In India, there is an urgent need to carry out arsenic testing in all affected areas, followed by provision of safe drinking water. We document that arsenic contamination affects about half of private, drinking-water wells in our study area in rural Bihar. While supplying treated water with pipelines is an obvious solution, expanding access in rural areas will be costly and will require time. Recent Union Budget for 2017-18 mentions increasing access of piped water to 28,000 arsenic and fluoride affected habitations under the National Rural Drinking Water Programme in next four years, with an average allocation of about Rs. 9 million per habitation. Given the scale and implications of continued use of arsenic contaminated water, a broader programme needs to be in place to provide information on the water quality of private wells, with a subsidised testing campaign in rural areas. Further research can help identify ways to encourage sharing of safe drinking water among nearby households.

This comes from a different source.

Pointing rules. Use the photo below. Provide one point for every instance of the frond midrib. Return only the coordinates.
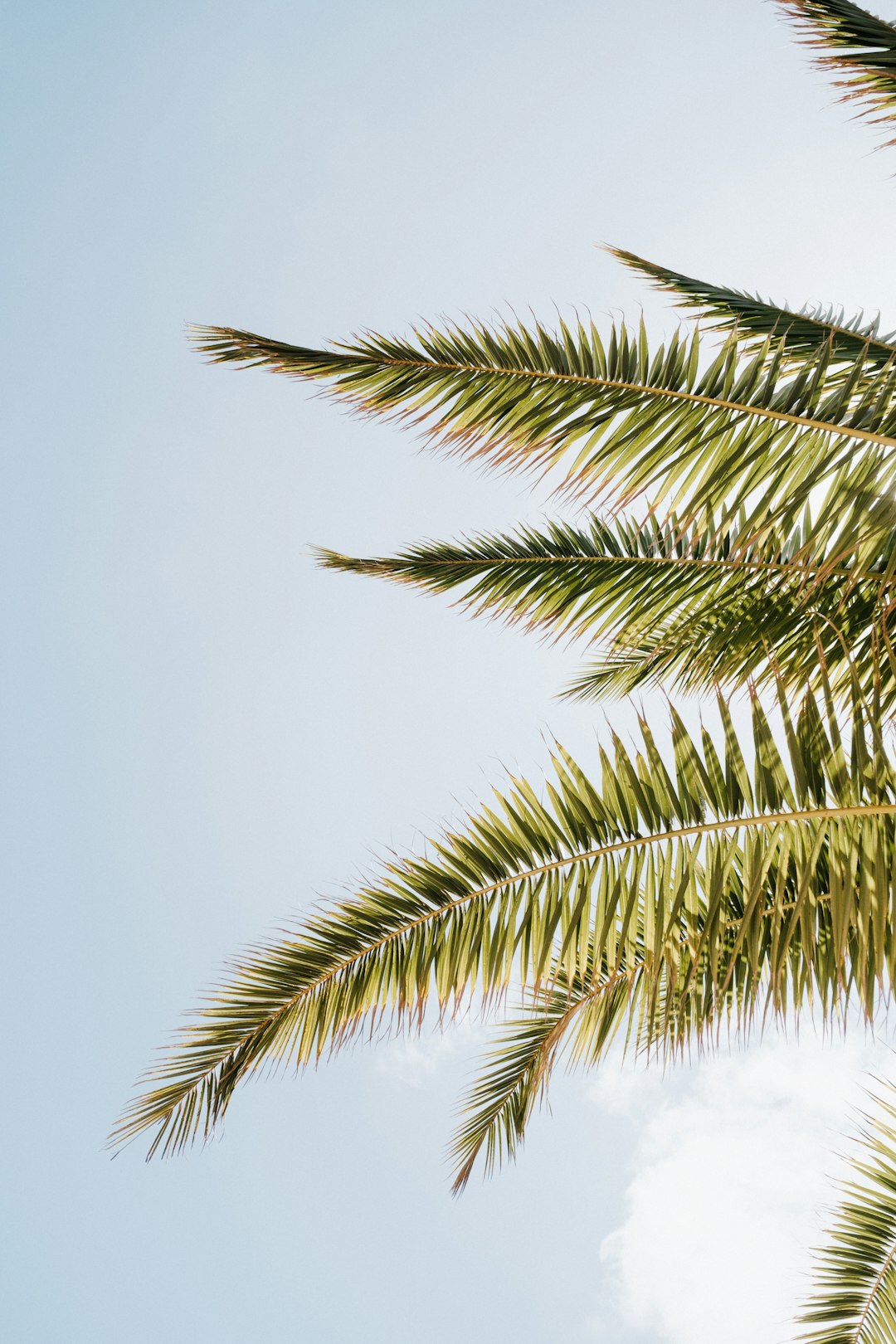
(648, 388)
(765, 566)
(586, 856)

- The demand is somewhat lower than previously reported by van Geen and Singh (2013) because we learned since that enumerators did not systematically collect data from all households approached with a sales offer. We therefore used recall data on sales offers and purchases during the second offer phase for a better estimate of demand during the first phase.
- This avoidance rate is in line with previously reported switching rates, though at the lower end of the spectrum (Ahmed et al. 2006, Bennear et al. 2013, Chen et al. 2007, George et al. 2012a, Madajewicz et al. 2007, Opar et al. 2007).
- We find almost negligible switching from safe wells to other wells.